No one goes to the emergency room for a sore throat, she told herself, but this was some kind of sore throat. She couldn’t even swallow water.

At 4 a.m., the former Air Force master sergeant woke her husband, Rob, and asked him to take her the ER; if he wouldn’t she would call an ambulance. Before she went to the hospital she fixed her hair; she had no idea she wouldn’t return home for more than three months or what her life would be when she got home.

The first thing they did at the hospital was check her blood pressure. The results of the first two tests were so far from healthy the doctors and nurses thought the machine was broken and retested her without it. Her blood pressure had dropped between each test. Reams was dying — quickly.
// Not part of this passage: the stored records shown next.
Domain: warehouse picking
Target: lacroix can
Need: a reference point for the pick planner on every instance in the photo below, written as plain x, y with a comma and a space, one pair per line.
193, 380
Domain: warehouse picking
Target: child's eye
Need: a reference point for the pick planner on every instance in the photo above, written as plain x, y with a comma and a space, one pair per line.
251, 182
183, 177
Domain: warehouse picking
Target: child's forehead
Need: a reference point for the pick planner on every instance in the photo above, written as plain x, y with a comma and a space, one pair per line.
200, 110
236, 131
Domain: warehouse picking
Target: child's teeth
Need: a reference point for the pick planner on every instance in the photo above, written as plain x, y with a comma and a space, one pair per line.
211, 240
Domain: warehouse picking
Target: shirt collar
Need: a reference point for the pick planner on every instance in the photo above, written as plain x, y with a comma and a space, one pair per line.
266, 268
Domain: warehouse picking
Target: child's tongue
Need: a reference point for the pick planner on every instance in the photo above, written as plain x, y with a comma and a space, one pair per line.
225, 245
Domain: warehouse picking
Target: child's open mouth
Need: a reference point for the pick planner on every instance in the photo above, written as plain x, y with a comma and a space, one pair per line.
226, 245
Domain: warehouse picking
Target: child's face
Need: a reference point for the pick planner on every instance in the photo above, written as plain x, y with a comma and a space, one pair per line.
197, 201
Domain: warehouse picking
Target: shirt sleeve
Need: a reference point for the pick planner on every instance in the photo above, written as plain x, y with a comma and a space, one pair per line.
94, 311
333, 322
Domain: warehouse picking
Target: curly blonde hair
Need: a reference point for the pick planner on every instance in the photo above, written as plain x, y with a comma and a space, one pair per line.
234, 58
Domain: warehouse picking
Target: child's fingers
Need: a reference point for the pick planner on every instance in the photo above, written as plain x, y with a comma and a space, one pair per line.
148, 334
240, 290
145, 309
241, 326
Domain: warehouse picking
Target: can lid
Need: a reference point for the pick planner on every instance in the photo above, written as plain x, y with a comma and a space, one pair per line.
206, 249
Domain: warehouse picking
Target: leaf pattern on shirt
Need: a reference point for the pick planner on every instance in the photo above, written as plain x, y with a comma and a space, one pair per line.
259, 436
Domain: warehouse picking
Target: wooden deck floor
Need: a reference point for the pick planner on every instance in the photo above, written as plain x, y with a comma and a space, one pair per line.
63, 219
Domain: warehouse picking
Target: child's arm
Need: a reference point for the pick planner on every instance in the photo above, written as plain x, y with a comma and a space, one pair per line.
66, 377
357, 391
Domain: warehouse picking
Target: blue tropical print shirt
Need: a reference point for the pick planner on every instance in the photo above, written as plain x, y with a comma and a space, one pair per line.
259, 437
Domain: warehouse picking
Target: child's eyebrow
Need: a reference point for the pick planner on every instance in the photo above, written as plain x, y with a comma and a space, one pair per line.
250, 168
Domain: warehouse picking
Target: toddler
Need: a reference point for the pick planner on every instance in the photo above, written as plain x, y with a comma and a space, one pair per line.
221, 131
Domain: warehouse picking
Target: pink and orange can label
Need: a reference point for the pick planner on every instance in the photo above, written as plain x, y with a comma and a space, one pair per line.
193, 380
“You’re a very sick woman, and I’m going to put this IV in your throat,” she recalled someone saying.

Once the IV was in, Reams was out. She wouldn’t learn her diagnosis for nearly a month.

“That was it. I don’t remember anything after that. Twenty-seven days later I woke up after a coma. Twenty-seven days later. My fingers were black. My toes were black. I had a ventilator breathing for me, and I couldn’t talk.”

Nearly three years later her shoes are 2½ sizes smaller than they were that October night, and they’re wildly more expensive. She wears a fentanyl patch and takes narcotic painkillers, as well as dozens of other meds and treatments on a regular basis.

She had survived sepsis, a condition where toxins in the blood attack tissue and the vital organs. Sometimes it’s described as blood poisoning. It’s extremely serious and one of, if not the most, expensive reasons for hospitalization.

Sepsis shut down her organs and caused tissue death in her digits. All of her toes were amputated, as were most of her fingers above the knuckle. She had to relearn how to walk.

Her lungs don’t absorb oxygen like they should, so she has less energy. She shuffles around her house in puffy pink socks trying not to stub her feet and breathing oxygen pumped through 50 feet of tube that leashes her to the machine in the dining room like a dog chained to a tree.

The damage from the sepsis, which was brought on by a urinary tract infection she didn’t know she had, will be permanent.

Fortunately, she has not just one, but four health insurance carriers, so she doesn’t have to pay out of pocket for the $5,000 to $6,000 her treatments cost each month, assuming it’s been a good month and she hasn’t required a visit to the emergency room.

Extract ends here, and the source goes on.